Metric/Benchmark	Baseline (Standard CD)	Doc-to-LoRA (D2L)	Delta
Needle-in-Haystack Accuracy (>4x context window)	Degraded / fails beyond context limit	Near-perfect zero-shot accuracy	Significant improvement
Real-world QA Performance (limited compute)	Standard CD baseline	Outperforms standard CD	Positive
Peak Memory Consumption (inference)	High (full KV-cache for long context)	Significantly reduced	Large reduction
Update / Adaptation Latency	High (per-prompt training required)	Single forward pass	Order-of-magnitude reduction

Key Takeaways

D2L enables a new inference paradigm: precompute a LoRA adapter from a document once, then serve many queries cheaply without storing or reprocessing the full context, directly reducing KV-cache memory and latency in production deployments
The meta-learning approach amortizes the cost of context distillation across documents, making it practical to frequently update or personalize LLMs with new knowledge without fine-tuning the base model
The ability to exceed the native context window by 4x suggests D2L could serve as a practical workaround for context length limitations, relevant for document understanding, RAG pipelines, and long-context reasoning applications

Abstract

Long input sequences are central to in-context learning, document understanding, and multi-step reasoning of Large Language Models (LLMs).

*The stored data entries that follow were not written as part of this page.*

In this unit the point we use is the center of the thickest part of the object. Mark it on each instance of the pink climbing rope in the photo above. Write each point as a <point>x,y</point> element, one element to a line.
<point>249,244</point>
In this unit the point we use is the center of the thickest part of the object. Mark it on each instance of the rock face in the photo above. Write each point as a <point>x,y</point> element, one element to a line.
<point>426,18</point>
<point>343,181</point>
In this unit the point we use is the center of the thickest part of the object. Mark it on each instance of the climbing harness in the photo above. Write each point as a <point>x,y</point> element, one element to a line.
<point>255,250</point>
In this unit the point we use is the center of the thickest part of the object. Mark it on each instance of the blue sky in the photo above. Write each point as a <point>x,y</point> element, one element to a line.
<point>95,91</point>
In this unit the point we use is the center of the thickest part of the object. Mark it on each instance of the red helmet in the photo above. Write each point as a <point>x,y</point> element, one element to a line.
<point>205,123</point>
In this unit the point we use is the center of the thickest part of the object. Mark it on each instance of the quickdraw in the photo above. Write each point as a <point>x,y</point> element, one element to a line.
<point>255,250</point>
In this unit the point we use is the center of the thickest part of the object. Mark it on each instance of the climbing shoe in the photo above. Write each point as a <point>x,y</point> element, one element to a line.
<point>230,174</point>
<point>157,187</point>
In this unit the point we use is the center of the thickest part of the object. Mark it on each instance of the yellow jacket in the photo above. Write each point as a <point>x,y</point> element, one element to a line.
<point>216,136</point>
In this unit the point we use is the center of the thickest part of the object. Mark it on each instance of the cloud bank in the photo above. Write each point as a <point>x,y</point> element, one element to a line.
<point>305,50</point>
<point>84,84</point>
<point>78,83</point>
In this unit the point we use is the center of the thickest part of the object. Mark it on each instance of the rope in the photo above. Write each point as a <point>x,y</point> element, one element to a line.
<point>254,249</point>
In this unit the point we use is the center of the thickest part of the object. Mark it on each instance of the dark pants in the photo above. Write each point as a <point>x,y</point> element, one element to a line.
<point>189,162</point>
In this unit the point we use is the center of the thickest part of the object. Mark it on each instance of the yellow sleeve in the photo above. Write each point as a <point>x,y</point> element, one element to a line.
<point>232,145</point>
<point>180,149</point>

However, the quadratic attention cost of Transformers makes inference memory-intensive and slow. While context distillation (CD) can transfer information into model parameters, per-prompt distillation is impractical due to training costs and latency. To address these limitations, we propose Doc-to-LoRA (D2L), a lightweight hypernetwork that meta-learns to perform approximate CD within a single forward pass. Given an unseen prompt, D2L generates a LoRA adapter for a target LLM, enabling subsequent queries to be answered without re-consuming the original context, reducing latency and KV-cache memory consumption during inference of the target LLM. On a long-context needle-in-a-haystack task, D2L successfully learns to map contexts into adapters that store the needle information, achieving near-perfect zero-shot accuracy at sequence lengths exceeding the target LLM's native context window by more than 4x. On real-world QA datasets with limited compute, D2L outperforms standard CD while significantly reducing peak memory consumption and update latency. We envision that D2L can facilitate rapid adaptation of LLMs, opening up the possibility of frequent knowledge updates and personalized chat behavior.